Le sue immagini ritraggono luoghi che, a uno sguardo frettoloso, potrebbero sembrare insignificanti: dettagli di ombre, muri scrostati, paesaggi nebbiosi sotto ponti autostradali, vedute indistinte di panorami urbani in cui il “bello” canonico che i nostri occhi cercano, non appare. Eppure, c’è qualcosa che cattura. Qualcosa che evoca una nostalgia senza nome ma che è altrettanto reale, concreta come una crepa in un muro: una linea dell’orizzonte sull’infinito che lega tutti gli scatti dove la presenza delle persone, quasi sempre colte di sfuggita, di schiena o comunque minute di fronte alla vastità del mare o dell’orizzonte diventa una presenza indispensabile e mette in risalto la sproporzione tra cielo e terra, tra finito e infinito.
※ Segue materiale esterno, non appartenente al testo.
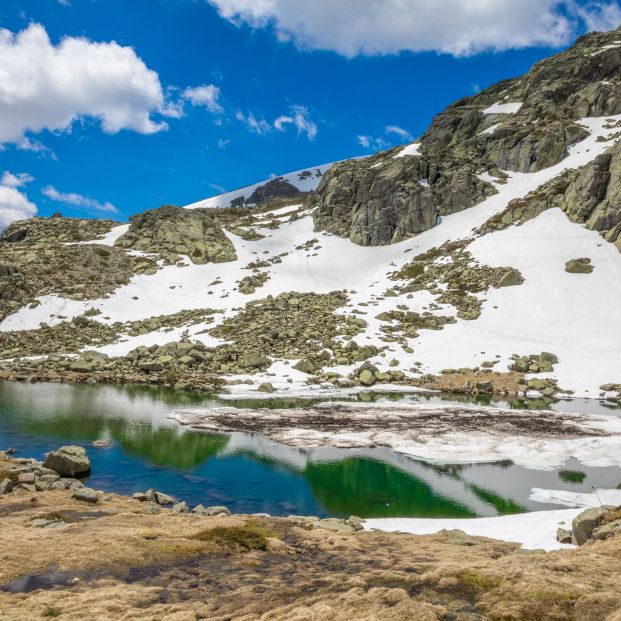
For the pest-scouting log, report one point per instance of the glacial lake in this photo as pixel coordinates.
(250, 474)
Che siano una coppia tra le guglie del Duomo, due giovani in abiti militari su un muro di Gerusalemme, o famiglie intente a guardare il mare, le radici sono saldamente ancorate alla terra, mentre gli occhi puntano lontano, ci portano oltre. Le stesse inquadrature, spesso caratterizzate dalla massima profondità di campo e da un tempo lento di esposizione, avvolgono le fotografie in una luce calda che regala qualcosa di eterno.
© Giovanni Chiaramonte
Camminando nel lungo corridoio, tra le immagini disposte sulle pareti, ci sembra di partecipare a quel banchetto del mondo che tanto tormentava il protagonista dell’Idiota di Dostoevskij. Il principe Myskin di fronte alla bellezza del creato, si sentiva sopraffatto e allo stesso tempo escluso, come se non ci fosse posto per lui:
“Un giorno andò a fare una passeggiata in montagna, era una splendida giornata di sole e lui camminò a lungo, rimuginando su un pensiero che lo tormentava ma che non riusciva a prendere forma. Davanti a lui si stendeva il cielo luminoso, in basso il lago, intorno l’orizzonte raggiante e infinito. Rimase a lungo in contemplazione e intanto soffriva. Adesso ricordava come avesse proteso le braccia piangendo verso l’azzurro luminoso e sconfinato. Lo tormentava il fatto che egli era estraneo a tutto quello che lo circondava. Che cosa era quel banchetto? Che cosa era quella grandiosa festa senza fine, dalla quale si era sentito attratto fin dall’infanzia e alla quale non aveva potuto prendere parte? Ogni mattina sorge lo stesso sole luminoso. Ogni mattina si inarca l’arcobaleno della cascata; ogni sera, la montagna innevata, la più alta laggiù sul limitare del cielo arde di una fiamma purpurea; ogni minuscolo moscerino che gli ronza intorno nel caldo raggio di sole partecipa a questo coro, conosce il suo posto, lo ama ed è felice; ogni filo d’erba cresce ed è felice! Ad ogni essere la propria strada, nota e familiare, che percorre cantando. Solo lui non sa nulla, non comprende nulla, né gli uomini, né i suoni, solo lui è estraneo, escluso rispetto al mondo”
Anche noi alle volte non capiamo nulla, non sappiamo nulla eppure siamo chiamati a partecipare a “questa grandiosa festa senza fine”. Le fotografie di Chiaramonte sono lì a testimoniare che si può fare. Che contemplando la vastità del mare o del cielo possiamo ritrovarci nella nostra giusta misura, piccoli ma cercando i segni di un orizzonte infinito.
La mostra è visitabile al Museo Diocesano di Milano fino al 9 febbraio.